漢字で「時めく」と書けば、その時代に栄える、という意味になるが、平仮名の「ときめく」であれば、興奮や期待で胸がドキドキする、という意味になる。
「ときめく」が、本来の意味に新しいニュアンスを加えられて、注目されたのは、10年ほど前だろうか。不用品を整理する際、その品物に、もう心ときめかないなら捨てる、ときめくなら捨てない、という片づけ術の本が刊行されたのである。すでに断捨離の精神は定着していたけれど役に立つか否かではなく、心がときめくか、ときめかないかという基準が面白かった。
この本は英訳されて、アメリカでもベストセラーになったようだが、「ときめく」は「スパーク ジョイ (spark joy) 」と訳されていた。直訳すると「喜びが閃く」。スパークは火花という意味もあるから、まさに火花が発火するように喜びがはじける感じがする。
アメリカと日本では、住宅の大きさからして、片づけの事情もかなり違うと思われるが、日々の暮らしの中に、心のときめき、閃く喜びを必要としているのは同じであるらしい。そして、豊かに暮らすためにたくさんの品物を買い込み、そして次には、物的な執着を断つためにたくさんの品物を捨てる。
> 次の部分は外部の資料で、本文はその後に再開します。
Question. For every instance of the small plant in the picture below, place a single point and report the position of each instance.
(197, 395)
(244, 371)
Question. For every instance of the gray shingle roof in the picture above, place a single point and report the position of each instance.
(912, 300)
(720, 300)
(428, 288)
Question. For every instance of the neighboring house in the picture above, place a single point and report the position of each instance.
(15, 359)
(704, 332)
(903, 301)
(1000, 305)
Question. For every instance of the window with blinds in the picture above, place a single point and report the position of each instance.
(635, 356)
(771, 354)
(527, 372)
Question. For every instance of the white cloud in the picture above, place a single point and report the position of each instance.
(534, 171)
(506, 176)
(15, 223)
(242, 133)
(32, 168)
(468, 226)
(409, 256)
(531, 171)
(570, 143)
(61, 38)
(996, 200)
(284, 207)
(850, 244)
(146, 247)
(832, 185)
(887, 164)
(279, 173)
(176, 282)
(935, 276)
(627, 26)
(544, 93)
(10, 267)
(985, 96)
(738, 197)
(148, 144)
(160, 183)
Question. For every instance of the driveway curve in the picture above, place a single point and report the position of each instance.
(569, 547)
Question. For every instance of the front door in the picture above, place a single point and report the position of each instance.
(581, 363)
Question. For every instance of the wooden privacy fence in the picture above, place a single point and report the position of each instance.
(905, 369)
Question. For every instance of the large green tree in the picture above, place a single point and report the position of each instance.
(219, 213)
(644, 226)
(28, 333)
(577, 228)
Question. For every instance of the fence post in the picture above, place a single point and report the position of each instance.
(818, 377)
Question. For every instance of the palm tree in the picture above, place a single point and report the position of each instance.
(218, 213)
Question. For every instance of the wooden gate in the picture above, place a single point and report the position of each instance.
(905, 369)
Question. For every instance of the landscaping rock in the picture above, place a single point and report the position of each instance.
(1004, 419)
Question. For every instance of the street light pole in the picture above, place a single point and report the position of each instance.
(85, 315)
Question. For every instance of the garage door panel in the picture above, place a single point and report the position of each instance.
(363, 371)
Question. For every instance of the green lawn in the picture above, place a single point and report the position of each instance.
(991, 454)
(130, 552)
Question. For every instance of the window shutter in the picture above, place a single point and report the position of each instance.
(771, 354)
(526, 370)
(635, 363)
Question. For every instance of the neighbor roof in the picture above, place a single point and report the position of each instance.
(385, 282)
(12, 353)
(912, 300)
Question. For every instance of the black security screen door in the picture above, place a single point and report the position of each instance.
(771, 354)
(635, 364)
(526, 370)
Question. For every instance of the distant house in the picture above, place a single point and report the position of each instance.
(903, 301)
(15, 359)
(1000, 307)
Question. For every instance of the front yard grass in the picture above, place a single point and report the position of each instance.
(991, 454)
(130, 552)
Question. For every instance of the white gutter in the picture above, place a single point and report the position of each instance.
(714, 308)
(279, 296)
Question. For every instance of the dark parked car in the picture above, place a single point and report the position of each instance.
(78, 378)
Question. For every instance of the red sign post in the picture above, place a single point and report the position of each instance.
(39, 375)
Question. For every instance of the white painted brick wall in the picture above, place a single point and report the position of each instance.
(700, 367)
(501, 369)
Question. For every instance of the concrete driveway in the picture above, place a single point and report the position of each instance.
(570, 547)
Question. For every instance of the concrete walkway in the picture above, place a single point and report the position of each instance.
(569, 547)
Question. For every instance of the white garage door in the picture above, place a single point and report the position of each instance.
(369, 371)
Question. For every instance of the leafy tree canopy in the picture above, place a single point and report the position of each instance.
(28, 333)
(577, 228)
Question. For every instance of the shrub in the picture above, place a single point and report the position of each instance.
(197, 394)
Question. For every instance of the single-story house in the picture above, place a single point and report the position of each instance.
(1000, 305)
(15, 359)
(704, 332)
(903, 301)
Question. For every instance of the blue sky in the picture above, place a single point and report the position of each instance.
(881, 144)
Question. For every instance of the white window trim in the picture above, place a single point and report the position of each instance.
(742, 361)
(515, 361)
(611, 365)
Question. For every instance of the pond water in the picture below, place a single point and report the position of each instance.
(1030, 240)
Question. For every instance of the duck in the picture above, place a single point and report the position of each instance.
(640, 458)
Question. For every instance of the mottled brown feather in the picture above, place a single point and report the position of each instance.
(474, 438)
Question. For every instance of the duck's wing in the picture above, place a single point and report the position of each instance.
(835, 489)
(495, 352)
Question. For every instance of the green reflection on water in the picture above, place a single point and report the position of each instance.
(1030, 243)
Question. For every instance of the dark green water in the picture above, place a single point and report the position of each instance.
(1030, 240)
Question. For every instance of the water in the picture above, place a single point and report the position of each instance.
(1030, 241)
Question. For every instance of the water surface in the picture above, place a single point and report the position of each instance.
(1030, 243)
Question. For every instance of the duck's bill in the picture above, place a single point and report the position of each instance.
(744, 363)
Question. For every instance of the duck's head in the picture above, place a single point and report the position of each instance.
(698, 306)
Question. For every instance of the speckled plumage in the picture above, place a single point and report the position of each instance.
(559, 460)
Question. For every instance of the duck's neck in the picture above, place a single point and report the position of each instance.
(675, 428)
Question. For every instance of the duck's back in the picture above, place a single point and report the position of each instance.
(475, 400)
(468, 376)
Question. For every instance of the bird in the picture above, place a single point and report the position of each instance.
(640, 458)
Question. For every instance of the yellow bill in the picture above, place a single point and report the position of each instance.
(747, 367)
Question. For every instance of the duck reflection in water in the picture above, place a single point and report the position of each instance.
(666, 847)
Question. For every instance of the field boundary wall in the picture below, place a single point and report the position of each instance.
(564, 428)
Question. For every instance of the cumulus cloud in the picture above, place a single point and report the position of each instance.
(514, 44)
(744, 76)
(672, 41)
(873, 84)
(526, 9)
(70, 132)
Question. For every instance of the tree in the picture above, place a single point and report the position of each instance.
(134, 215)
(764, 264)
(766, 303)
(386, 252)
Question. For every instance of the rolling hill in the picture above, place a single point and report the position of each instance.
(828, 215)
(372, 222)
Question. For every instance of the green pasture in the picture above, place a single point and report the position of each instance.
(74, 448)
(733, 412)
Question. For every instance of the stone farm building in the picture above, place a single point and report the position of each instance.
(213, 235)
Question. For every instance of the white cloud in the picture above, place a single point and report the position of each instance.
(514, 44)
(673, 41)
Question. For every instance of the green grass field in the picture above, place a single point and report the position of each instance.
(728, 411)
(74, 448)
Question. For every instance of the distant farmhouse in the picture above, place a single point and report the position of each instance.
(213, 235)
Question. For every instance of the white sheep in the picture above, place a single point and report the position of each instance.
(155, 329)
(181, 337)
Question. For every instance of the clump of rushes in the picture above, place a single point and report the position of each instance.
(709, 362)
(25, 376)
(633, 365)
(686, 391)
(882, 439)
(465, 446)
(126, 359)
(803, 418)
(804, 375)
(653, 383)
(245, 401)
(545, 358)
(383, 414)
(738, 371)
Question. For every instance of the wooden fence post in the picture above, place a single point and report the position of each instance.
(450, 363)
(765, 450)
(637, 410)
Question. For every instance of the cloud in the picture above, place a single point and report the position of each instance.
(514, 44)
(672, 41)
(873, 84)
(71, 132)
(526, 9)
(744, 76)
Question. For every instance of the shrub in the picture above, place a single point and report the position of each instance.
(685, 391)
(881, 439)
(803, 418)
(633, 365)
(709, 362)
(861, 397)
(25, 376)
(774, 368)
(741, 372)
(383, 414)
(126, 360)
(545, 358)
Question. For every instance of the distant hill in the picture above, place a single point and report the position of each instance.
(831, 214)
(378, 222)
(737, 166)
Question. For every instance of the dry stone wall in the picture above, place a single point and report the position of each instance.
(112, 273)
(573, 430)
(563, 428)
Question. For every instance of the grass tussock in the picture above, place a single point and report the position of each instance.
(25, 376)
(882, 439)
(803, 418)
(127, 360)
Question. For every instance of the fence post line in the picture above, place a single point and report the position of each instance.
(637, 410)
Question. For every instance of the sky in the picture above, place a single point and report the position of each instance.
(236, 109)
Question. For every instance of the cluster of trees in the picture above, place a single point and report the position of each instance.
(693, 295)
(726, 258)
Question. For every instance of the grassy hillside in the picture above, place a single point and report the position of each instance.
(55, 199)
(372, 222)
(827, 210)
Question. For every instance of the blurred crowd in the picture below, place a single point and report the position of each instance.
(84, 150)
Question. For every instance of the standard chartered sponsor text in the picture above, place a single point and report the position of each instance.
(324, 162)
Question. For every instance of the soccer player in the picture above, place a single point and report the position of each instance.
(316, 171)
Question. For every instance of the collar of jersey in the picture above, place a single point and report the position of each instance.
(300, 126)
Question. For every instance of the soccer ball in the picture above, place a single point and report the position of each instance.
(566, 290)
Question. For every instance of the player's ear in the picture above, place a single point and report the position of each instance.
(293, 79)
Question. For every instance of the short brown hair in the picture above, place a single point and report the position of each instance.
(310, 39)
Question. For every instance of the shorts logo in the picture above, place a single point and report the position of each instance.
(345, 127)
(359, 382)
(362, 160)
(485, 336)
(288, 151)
そんな面倒な手続きを踏んで、よき生き方を求めているところも、似ているようで微笑ましい。
ときめきは、いつも私たちの中にあるように思う。明るい音楽のように。
新たな仕事を始める時も、ただお気に入りのソファに座っている時も、私たちの胸の中で希望や憧れは音を立てている。それらは私たち自身が生きる音なのだ。